Episcopal Community Services Philadelphia

Organization: Episcopal Community Services Philadelphia

Insights From: Ashley BrunkPublished: May 14, 2026  |  ⏱️ 9 Mins

Summary:
Philadelphia-based ECS replaced their fragile ETO/Bonterra reporting system with CaseWorthy CORE, moving from weekly Excel exports to daily, near real-time data refreshes. Built on Microsoft Fabric, CORE’s low-code dataflows and reusable semantic models gave ECS’s non-technical team faster reporting, stronger data quality, and organization-wide access to actionable insights.

From Weekly Exports to Daily Insight

How Episcopal Community Services Uses CaseWorthy CORE to Unlock Real-Time Impact

Episcopal Community Services (ECS) of Philadelphia is a leading anti-poverty agency serving primarily low-income communities in West Philadelphia. To drive better outcomes, ECS needed faster, more reliable insight into program performance and emerging economic mobility solutions. When legacy tools began slowing them down and breaking under the weight of their reporting needs, ECS turned to CaseWorthy to modernize their data pipeline and move from weekly exports to daily, near real-time insight.

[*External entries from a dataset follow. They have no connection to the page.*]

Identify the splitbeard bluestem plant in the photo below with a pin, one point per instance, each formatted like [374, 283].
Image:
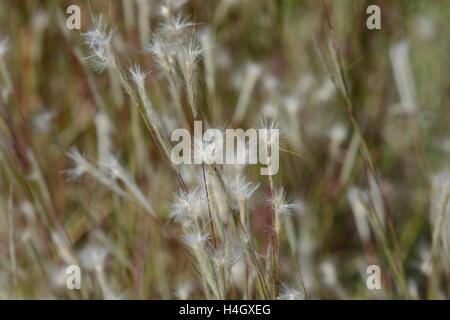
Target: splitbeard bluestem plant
[349, 201]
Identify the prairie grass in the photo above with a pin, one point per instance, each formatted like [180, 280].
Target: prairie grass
[86, 173]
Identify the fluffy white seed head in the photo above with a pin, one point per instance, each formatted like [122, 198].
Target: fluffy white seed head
[98, 40]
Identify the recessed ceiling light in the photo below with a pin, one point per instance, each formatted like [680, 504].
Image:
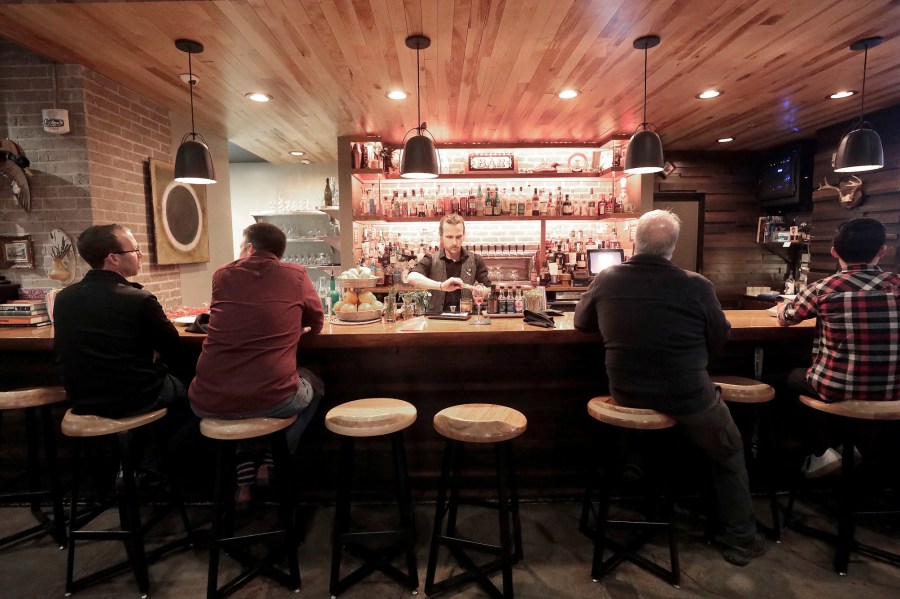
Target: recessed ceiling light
[258, 97]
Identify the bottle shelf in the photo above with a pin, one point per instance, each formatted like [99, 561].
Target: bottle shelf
[614, 216]
[373, 174]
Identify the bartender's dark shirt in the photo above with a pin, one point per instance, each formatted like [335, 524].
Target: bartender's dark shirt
[659, 323]
[249, 359]
[105, 332]
[454, 269]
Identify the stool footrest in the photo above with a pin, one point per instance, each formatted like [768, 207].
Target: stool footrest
[627, 551]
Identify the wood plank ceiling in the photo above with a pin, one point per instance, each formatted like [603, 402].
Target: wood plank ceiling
[494, 68]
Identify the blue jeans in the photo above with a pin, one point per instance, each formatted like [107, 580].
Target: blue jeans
[303, 404]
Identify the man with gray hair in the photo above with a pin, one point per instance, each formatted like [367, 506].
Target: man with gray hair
[659, 323]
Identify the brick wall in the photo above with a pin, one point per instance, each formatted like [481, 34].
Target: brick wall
[97, 173]
[60, 190]
[125, 130]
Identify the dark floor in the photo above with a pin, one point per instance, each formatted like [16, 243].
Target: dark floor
[556, 565]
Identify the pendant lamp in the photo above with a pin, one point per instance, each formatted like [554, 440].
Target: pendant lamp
[193, 162]
[420, 159]
[644, 153]
[860, 149]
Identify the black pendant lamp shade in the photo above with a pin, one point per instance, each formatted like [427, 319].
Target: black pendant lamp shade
[644, 154]
[193, 162]
[420, 159]
[860, 149]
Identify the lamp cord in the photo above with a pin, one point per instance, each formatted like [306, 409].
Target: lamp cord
[191, 88]
[862, 96]
[418, 95]
[644, 123]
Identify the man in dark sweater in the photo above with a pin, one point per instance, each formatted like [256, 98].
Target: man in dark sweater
[659, 324]
[110, 334]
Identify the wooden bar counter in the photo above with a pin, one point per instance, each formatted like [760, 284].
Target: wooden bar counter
[548, 374]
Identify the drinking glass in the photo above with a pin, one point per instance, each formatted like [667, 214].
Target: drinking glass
[478, 293]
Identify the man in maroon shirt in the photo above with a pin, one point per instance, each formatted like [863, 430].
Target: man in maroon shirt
[248, 366]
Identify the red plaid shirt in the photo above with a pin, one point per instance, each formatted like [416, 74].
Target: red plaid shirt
[857, 351]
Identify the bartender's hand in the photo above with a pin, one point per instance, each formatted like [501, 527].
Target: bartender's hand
[452, 284]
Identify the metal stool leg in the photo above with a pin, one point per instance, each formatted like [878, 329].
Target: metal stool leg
[439, 512]
[341, 511]
[404, 497]
[287, 505]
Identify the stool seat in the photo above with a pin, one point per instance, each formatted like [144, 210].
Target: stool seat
[370, 417]
[480, 423]
[743, 390]
[75, 425]
[606, 409]
[248, 428]
[31, 398]
[857, 408]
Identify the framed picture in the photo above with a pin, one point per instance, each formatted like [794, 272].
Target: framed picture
[668, 169]
[16, 252]
[491, 162]
[180, 218]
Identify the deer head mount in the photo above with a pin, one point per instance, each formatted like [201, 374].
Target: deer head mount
[849, 191]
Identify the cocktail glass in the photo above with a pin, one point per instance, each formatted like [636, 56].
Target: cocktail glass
[478, 293]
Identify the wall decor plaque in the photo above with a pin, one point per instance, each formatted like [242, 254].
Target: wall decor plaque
[487, 162]
[16, 252]
[181, 232]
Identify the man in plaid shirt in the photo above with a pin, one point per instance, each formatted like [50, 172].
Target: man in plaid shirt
[857, 350]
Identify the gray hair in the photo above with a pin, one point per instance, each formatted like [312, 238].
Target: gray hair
[657, 233]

The Challenge: Stalled Innovation and Fragile Reporting in ETO/Bonterra

Before CaseWorthy, ECS relied on ETO for data collection and used ETO and Power BI for reporting. ETO handled point-in-time QA checks, while Power BI was used for deeper analysis.

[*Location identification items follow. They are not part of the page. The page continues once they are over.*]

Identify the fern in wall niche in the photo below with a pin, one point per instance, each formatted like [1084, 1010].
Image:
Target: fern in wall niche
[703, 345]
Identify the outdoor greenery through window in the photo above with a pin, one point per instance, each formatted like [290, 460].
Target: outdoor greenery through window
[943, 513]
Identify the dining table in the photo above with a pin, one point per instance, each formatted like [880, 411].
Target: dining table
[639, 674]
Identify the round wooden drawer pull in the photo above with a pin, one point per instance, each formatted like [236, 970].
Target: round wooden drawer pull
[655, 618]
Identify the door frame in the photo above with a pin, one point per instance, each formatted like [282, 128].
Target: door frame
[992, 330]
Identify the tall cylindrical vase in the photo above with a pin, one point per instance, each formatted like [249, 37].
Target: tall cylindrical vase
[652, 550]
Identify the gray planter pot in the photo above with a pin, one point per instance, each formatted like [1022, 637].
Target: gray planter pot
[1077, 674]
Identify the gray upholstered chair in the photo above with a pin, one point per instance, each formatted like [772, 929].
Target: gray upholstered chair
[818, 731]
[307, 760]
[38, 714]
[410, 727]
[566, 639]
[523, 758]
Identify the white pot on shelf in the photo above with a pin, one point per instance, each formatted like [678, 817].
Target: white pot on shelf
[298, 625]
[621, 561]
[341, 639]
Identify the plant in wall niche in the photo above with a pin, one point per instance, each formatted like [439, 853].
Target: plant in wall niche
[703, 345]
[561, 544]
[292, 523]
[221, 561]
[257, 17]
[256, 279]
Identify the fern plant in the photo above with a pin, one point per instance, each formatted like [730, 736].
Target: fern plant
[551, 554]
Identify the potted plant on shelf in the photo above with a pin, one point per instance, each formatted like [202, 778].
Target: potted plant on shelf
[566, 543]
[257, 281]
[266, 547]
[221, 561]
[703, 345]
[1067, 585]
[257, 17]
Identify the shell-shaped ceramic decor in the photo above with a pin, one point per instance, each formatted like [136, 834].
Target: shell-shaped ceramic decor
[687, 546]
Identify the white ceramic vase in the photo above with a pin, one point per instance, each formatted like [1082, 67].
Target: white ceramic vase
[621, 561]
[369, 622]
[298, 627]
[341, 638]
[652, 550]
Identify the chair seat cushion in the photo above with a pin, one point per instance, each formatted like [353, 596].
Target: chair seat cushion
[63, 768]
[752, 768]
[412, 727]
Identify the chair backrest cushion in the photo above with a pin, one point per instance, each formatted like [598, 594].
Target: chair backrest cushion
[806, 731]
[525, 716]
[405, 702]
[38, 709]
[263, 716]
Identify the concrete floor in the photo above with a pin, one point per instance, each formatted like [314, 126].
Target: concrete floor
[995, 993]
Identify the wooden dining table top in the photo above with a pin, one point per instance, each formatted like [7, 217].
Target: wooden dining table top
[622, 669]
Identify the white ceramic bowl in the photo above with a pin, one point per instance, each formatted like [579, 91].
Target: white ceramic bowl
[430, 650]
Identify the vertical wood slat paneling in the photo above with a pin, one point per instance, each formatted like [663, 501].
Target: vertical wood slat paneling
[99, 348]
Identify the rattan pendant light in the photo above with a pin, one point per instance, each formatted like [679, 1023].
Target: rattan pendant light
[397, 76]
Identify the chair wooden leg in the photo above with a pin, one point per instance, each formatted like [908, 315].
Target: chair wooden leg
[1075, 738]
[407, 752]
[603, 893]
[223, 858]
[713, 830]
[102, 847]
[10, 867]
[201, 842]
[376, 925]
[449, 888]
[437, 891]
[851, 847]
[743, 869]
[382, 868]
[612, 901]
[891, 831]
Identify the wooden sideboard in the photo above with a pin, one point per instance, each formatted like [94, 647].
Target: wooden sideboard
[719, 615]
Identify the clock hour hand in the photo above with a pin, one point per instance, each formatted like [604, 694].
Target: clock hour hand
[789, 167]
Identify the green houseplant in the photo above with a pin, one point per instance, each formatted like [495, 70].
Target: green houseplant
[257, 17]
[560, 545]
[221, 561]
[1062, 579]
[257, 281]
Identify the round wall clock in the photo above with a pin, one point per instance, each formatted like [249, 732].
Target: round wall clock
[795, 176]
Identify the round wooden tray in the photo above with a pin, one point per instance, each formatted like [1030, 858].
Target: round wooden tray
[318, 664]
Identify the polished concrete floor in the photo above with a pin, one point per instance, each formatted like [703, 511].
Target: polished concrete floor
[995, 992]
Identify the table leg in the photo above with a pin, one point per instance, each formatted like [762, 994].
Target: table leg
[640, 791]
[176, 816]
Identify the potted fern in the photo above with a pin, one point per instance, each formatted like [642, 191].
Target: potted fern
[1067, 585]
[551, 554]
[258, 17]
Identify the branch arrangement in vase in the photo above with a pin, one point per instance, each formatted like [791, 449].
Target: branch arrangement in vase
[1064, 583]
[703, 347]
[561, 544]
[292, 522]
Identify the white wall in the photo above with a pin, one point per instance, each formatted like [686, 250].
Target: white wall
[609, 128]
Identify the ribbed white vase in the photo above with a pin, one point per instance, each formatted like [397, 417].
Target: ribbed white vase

As reporting needs grew, this setup became a bottleneck for ECS. Reporting in ETO was cumbersome and inflexible, and even with training staff could only build limited, rigid reports. Moving data into Power BI required large Excel exports that frequently failed, so reports were only updated about once a week. After ETO was acquired by Bonterra, ECS saw little innovation, spent more time maintaining the system, and increasingly felt constrained by its data entry and reporting limits. This ultimately led them to look for a more modern, integrated platform.

Why ECS Chose CaseWorthy CORE

ECS began configuring its CaseWorthy instance in July 2023 and had all users live by July 2024. As a data-driven organization already familiar with Power BI, they were immediately drawn to CORE’s architecture and its close alignment with the Microsoft ecosystem.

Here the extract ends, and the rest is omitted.